I have a new 50l Hungarian oak barrel for this year's harvest. I thought before using it for reds, I'd try a barrel ferment of a white. I'll have Viognier, Chardonnay, Pinot blanc, and Sauvignon blanc as candidates. My wife says the Chardonnay she likes big buttery full Malo chards. Thoughts? 

Any suggestions or experience to offer for a barrel ferment. I plan on separating some juice out to ferment in ss or glass as a comparison. 
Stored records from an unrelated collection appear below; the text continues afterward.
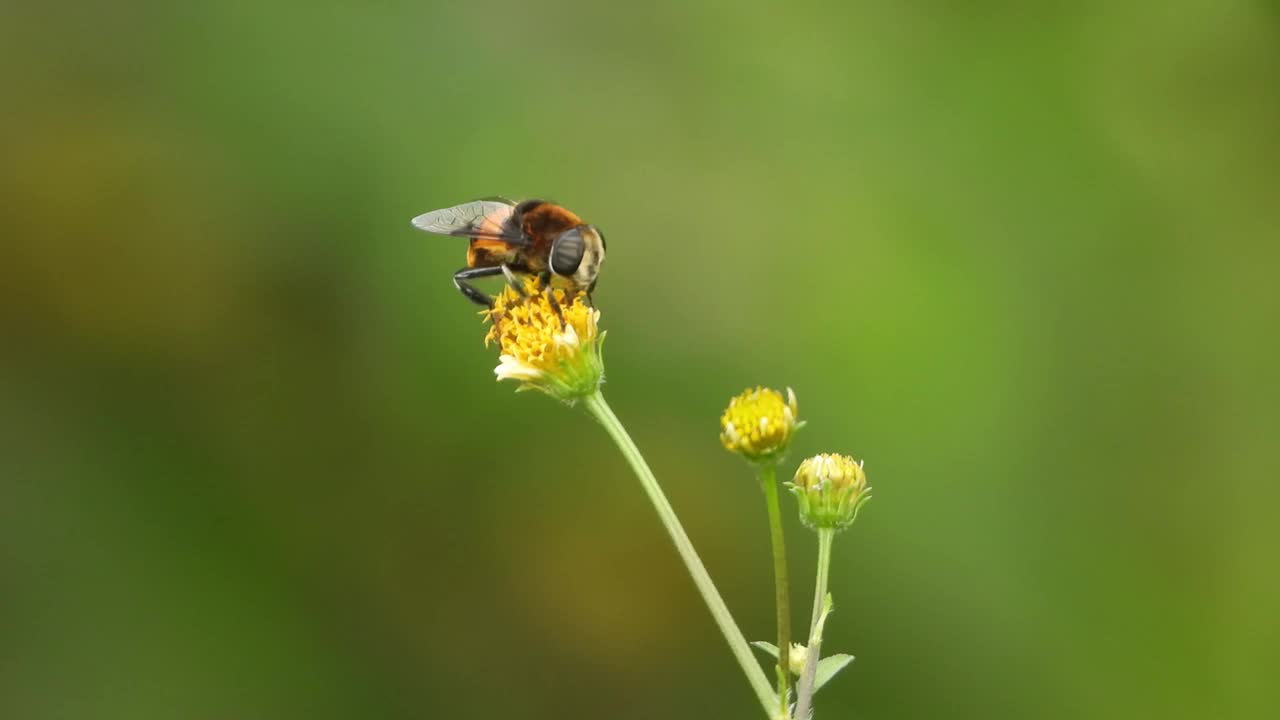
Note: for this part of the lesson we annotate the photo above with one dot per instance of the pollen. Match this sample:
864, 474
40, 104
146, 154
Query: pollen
759, 423
556, 352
Any thoughts are appreciated.


----------



## Boatboy24 (Aug 26, 2016)

The last Chardonnay I did was barrel fermented and turned out very well. Only advice I can give is to leave yourself some headspace.  Have fun!


----------



## Johny99 (Sep 7, 2016)

Picked, and crushed 204 lbs of Sauvignon blanc on Sunday. Overnight on the skins, 16 hours settling and into the barrel it went. Leaving lots of headspace, I ended up with about 3 gallons in a carboy. Inoculated last night and both are working nicely tonight. They are in my shop with a window ac set at 60F. Nights are getting cool, 45F, so the ac isn't working too hard. We'll pick Chardonnay this weekend, so the Sauv blanc will come out Sunday and the chard goes in. I'm eager to see the difference the barrel makes.


----------



## Johny99 (Sep 10, 2016)

Second weekend picking whites! 25 lbs Gwertraminer, 2 vines, 210 lbs Chardonnay, and 186 lbs Viognier. Chardonnay spent ~5 hours on the skins. Tomorrow I'll rack the Sauvignon blanc out of the barrel and the Chardonnay in. 

Gotta love folks that come work for lunch and a bottle of wine


----------